He found her standing before the little fireplace with her head bent, staring blankly at a folded piece of paper. Her mobile held limp and forgotten in her other hand. She looked lost. That makes two of us, he thought.

"Rose," he said gently, not wanting to startle her from her reverie. She looked around at him, her hands dropping to her sides as she came to herself. "Do you know there's a Moralvian Temporal Displacement Rifle sitting on your bedside table."

"Yes," she answered swiftly. "Well, no. I didn't remember what it was called," she gave a wan smile, "Just that it was bad." She tipped her head to the side so that a long stand of blonde hair which had come loose from her ponytail brushed at her shoulder. "It is, right? Bad, I mean."

"It is, in fact, bad."

"Thought so." She nodded confidently, and set the phone and paper down on an end table. Her hands, thus freed, seemed not to know what to do with themselves, and settled on wringing each another nervously. "I ordered us some food. It's Thai. Hope you're hungry."

"I am," he said. He was.

"Good." She dug into the tight pockets of her jeans and pulled out a much tattered note. "I'm going to go take a shower. If the delivery boy shows while I'm in the bath-"

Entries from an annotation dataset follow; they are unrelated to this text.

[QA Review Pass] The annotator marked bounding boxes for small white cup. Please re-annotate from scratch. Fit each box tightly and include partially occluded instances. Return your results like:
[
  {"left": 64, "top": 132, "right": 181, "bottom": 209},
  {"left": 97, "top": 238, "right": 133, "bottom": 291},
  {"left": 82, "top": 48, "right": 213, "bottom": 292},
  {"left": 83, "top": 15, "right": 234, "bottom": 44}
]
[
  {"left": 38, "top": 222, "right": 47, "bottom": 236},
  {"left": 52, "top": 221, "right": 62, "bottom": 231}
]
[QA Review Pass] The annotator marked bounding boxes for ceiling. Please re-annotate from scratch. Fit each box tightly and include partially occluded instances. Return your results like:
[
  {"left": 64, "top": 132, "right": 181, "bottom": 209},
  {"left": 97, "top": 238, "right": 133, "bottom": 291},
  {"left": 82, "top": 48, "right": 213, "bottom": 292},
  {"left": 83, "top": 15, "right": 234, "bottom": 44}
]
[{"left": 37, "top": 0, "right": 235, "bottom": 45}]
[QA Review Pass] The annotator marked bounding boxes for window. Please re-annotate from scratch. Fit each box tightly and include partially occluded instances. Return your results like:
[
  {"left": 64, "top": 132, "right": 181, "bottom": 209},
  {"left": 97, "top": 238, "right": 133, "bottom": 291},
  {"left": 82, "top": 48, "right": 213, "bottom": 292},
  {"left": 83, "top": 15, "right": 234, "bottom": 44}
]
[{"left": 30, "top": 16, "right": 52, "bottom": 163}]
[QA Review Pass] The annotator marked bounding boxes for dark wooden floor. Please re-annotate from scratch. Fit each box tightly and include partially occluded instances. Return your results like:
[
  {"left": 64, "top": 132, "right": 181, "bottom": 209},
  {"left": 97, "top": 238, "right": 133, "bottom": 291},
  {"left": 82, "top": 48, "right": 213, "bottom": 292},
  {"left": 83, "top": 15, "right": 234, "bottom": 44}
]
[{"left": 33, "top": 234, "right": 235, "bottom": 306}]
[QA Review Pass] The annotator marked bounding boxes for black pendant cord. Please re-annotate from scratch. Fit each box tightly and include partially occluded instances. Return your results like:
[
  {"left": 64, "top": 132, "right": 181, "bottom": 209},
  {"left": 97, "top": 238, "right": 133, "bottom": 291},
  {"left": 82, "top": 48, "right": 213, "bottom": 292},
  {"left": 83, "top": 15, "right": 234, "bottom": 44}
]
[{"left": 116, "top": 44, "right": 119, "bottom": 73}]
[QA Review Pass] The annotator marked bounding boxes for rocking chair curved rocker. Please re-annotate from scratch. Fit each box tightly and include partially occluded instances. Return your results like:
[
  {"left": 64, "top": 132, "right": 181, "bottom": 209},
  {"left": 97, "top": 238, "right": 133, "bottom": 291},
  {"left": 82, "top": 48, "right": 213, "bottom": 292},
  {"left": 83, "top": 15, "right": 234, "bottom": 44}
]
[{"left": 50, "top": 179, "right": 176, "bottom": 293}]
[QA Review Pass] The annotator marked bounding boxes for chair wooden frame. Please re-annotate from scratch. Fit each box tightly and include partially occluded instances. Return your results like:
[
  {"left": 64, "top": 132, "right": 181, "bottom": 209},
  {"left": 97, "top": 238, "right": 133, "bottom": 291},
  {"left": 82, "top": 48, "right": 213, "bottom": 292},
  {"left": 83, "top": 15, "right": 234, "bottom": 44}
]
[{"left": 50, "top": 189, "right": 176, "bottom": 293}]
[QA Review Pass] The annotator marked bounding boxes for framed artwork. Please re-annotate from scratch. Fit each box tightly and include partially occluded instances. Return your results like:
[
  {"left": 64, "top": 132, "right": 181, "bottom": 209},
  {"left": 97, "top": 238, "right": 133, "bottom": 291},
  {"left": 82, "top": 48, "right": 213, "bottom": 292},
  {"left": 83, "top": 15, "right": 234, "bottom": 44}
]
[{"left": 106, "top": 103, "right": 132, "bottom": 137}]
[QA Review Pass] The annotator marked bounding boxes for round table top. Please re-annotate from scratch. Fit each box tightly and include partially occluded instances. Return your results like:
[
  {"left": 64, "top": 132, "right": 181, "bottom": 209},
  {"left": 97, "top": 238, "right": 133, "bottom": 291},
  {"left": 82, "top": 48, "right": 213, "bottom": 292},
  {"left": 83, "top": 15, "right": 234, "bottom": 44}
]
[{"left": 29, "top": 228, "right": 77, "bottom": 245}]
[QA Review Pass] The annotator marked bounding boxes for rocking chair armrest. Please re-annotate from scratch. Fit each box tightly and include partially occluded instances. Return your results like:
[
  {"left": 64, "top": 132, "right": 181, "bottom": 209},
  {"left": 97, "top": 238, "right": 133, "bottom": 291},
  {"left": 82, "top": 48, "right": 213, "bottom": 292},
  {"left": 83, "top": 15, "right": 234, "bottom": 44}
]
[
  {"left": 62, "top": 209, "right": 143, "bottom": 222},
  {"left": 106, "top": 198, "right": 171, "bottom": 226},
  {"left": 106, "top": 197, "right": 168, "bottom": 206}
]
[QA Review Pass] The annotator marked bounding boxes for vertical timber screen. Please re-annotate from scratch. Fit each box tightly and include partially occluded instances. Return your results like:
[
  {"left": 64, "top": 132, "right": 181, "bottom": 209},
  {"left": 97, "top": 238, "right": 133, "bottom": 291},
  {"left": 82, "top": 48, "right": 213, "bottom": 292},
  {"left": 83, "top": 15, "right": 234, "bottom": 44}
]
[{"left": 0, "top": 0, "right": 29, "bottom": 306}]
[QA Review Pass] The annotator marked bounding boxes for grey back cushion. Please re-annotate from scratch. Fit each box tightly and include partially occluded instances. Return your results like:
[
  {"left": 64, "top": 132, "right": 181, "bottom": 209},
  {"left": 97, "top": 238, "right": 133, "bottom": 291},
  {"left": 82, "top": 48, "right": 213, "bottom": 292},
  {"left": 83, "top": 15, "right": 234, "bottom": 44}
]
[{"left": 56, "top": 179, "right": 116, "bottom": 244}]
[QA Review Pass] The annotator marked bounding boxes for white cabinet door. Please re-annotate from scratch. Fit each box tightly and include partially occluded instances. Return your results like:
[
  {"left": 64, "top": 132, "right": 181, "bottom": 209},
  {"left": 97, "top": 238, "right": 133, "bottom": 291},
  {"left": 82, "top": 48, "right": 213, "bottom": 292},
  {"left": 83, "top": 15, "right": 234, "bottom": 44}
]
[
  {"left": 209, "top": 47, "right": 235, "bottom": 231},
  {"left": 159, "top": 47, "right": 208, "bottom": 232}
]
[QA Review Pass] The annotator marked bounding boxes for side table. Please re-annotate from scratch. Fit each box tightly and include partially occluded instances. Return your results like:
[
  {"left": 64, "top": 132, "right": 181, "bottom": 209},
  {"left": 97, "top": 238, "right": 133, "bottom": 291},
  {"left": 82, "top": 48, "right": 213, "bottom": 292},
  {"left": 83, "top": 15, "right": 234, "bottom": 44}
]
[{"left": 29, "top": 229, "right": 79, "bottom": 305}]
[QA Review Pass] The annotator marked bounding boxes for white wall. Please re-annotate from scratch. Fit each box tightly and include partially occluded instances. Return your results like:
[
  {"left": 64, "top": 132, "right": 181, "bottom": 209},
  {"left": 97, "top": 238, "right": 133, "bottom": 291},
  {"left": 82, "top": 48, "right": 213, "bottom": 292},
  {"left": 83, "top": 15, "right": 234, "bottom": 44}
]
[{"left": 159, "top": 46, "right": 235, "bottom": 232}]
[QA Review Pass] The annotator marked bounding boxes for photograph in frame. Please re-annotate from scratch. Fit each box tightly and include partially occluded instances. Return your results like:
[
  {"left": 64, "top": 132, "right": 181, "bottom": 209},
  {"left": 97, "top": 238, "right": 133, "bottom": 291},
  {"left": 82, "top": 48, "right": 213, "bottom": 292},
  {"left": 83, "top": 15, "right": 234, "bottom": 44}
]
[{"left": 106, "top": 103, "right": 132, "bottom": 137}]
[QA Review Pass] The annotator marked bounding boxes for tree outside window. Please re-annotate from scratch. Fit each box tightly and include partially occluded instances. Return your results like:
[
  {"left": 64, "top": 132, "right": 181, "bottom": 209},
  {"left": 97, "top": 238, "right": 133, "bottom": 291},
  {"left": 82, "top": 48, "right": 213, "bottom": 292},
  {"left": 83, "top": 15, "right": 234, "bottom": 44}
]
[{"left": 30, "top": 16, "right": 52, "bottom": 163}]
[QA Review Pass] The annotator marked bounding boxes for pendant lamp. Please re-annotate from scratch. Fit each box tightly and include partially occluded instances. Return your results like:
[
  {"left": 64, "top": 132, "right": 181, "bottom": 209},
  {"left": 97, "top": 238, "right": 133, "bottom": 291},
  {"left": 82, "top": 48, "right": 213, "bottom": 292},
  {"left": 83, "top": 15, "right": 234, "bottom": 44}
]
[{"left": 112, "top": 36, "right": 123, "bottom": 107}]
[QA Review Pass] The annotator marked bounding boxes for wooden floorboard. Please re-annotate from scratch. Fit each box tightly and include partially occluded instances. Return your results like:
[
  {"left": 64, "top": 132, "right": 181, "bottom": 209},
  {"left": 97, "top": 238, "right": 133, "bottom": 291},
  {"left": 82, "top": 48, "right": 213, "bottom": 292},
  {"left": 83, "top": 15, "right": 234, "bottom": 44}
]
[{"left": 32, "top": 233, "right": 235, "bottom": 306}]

"I should run and hide behind the couch before he sees me dressed like this," he finished. She blinked. Her eyes ran slowly down his body and back up again, as if noticing for the first time the awkwardness of his outfit. Her head pulled back slightly and simultaneously, her lips sucked themselves back in behind her teeth. The Doctor recognized the signs of desperately hidden laughter an instant before Rose broke out into uncontrollable guffaws. She doubled over, bracing herself against the back of her couch. Her eyes squeezed shut and tears leaked helplessly from their corners.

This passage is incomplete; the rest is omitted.